Asriel jumped. I didn't find him in time. 

Sorry I failed you, dear boy. SIP now.


----------



## MattsBettas (Dec 18, 2012)

So sorry. He was a beautiful fish.


----------



## Fenghuang (Dec 28, 2012)

I apologize if I put way too many pictures... Have so many I love of him...

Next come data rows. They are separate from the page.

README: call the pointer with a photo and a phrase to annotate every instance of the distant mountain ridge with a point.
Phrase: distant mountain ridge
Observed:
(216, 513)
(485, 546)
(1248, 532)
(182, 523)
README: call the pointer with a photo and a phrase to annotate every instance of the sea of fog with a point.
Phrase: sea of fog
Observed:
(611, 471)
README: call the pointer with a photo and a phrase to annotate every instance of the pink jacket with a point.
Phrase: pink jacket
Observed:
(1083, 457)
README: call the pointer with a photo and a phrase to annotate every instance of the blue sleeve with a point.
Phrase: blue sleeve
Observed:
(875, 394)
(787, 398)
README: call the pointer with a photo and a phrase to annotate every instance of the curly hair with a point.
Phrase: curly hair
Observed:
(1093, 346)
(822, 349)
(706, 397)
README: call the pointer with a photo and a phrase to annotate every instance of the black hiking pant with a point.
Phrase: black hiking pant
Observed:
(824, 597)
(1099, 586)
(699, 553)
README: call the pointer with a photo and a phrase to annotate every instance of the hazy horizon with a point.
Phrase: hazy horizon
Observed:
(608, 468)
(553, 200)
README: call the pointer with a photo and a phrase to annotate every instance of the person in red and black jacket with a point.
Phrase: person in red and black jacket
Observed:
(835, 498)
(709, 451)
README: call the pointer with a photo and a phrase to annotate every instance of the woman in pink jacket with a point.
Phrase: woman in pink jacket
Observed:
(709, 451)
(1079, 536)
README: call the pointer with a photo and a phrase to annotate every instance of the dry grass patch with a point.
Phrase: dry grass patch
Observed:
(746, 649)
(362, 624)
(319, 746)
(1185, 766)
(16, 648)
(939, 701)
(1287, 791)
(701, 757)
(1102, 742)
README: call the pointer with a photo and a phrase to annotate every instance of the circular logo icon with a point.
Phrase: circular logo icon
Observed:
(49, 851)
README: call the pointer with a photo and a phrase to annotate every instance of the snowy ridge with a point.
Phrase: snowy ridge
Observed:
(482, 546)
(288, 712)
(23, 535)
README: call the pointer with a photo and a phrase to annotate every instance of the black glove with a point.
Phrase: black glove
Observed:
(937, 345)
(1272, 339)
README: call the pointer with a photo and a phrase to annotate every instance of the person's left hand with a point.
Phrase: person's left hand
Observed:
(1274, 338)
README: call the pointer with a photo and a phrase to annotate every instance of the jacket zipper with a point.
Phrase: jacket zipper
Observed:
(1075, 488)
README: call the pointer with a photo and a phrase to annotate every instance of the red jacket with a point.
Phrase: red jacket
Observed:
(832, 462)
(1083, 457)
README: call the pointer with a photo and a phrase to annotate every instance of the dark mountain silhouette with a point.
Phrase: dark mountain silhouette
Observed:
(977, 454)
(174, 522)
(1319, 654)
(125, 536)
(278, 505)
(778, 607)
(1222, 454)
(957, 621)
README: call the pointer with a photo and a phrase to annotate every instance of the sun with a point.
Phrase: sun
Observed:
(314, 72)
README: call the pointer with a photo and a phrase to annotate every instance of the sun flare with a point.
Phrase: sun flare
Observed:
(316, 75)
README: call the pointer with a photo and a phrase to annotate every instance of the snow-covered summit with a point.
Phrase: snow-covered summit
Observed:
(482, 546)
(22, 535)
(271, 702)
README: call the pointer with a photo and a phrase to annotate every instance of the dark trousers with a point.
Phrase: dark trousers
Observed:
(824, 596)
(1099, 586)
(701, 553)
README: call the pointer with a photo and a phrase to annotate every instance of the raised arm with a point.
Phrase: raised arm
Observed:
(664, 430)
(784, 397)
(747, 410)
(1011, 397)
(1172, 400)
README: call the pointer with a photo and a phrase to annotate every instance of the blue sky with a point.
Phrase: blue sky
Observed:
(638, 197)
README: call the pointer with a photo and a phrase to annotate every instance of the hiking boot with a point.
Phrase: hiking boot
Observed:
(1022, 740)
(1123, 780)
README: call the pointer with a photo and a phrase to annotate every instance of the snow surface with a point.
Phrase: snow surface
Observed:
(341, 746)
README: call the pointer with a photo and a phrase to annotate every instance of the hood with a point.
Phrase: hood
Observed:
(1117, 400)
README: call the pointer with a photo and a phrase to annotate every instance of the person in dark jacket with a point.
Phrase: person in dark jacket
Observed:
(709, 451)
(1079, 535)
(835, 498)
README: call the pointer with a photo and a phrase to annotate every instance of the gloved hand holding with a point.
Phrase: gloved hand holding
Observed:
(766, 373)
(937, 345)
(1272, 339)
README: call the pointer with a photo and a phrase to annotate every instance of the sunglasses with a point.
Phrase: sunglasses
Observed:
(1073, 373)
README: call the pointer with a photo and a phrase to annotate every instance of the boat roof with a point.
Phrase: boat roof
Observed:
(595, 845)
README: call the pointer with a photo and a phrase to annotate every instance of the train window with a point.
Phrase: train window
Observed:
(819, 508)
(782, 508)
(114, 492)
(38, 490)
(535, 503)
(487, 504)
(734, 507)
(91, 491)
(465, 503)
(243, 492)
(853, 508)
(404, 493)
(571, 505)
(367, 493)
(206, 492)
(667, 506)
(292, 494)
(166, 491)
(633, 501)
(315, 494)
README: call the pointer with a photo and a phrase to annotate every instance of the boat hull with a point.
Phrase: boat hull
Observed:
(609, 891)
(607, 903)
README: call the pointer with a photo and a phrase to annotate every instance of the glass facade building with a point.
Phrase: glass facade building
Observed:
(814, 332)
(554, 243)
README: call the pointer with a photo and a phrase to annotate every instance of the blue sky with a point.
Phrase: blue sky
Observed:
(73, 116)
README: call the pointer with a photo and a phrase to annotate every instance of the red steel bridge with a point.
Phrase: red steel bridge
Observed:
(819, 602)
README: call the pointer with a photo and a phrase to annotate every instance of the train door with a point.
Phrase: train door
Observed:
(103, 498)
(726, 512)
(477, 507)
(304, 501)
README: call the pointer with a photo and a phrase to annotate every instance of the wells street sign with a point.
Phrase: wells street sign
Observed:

Thank you, Matt. Currently squeezing my poor cat half to death. He seems sad too, like he knows Asriel is gone. Asriel was his favorite fish to watch.


----------



## Skyewillow (Dec 28, 2012)

-big hugs- sorry to hear it, Fenghuang! :-(


----------



## Fenghuang (Dec 28, 2012)

*big hug back* Thanks, Skye. I never had a fish leap out of its tank on me...


----------



## Indigo Betta (Sep 27, 2012)

so sad he was beautiful, SIP little one.


----------



## Skyewillow (Dec 28, 2012)

that's how we lost Ginger. Right up and out. >_<


----------



## Catw0man (Jan 24, 2013)

Sorry to hear that you've lost a fish friend.....always hard no matter how they go. Don't blame yourself....it's happened to most of us who have kept bettas, despite taking precautions against jumping.


----------



## xShainax (Feb 11, 2012)

Sip


----------



## veggiegirl (Nov 20, 2012)

Oh no. I am so sorry and he was such a beautiful betta.


----------



## Fenghuang (Dec 28, 2012)

Thank you, everyone, for all your kind words and support. They really do make me feel better.


----------



## veggiegirl (Nov 20, 2012)

Glad to hear that you are feeling a bit better it is always hard to lose a fishy friend. Thought I would mention that I think the betta in your avatar is truly amazing!!!!!!!!!!!! Soooooo gorgeous. Reminds me of a dalmatian techno colour!


----------



## Fenghuang (Dec 28, 2012)

I feel low and guilty and for a couple of hours, numb, but life goes on... He was a neurotic tail biter, so I would like to think he is finally at peace now.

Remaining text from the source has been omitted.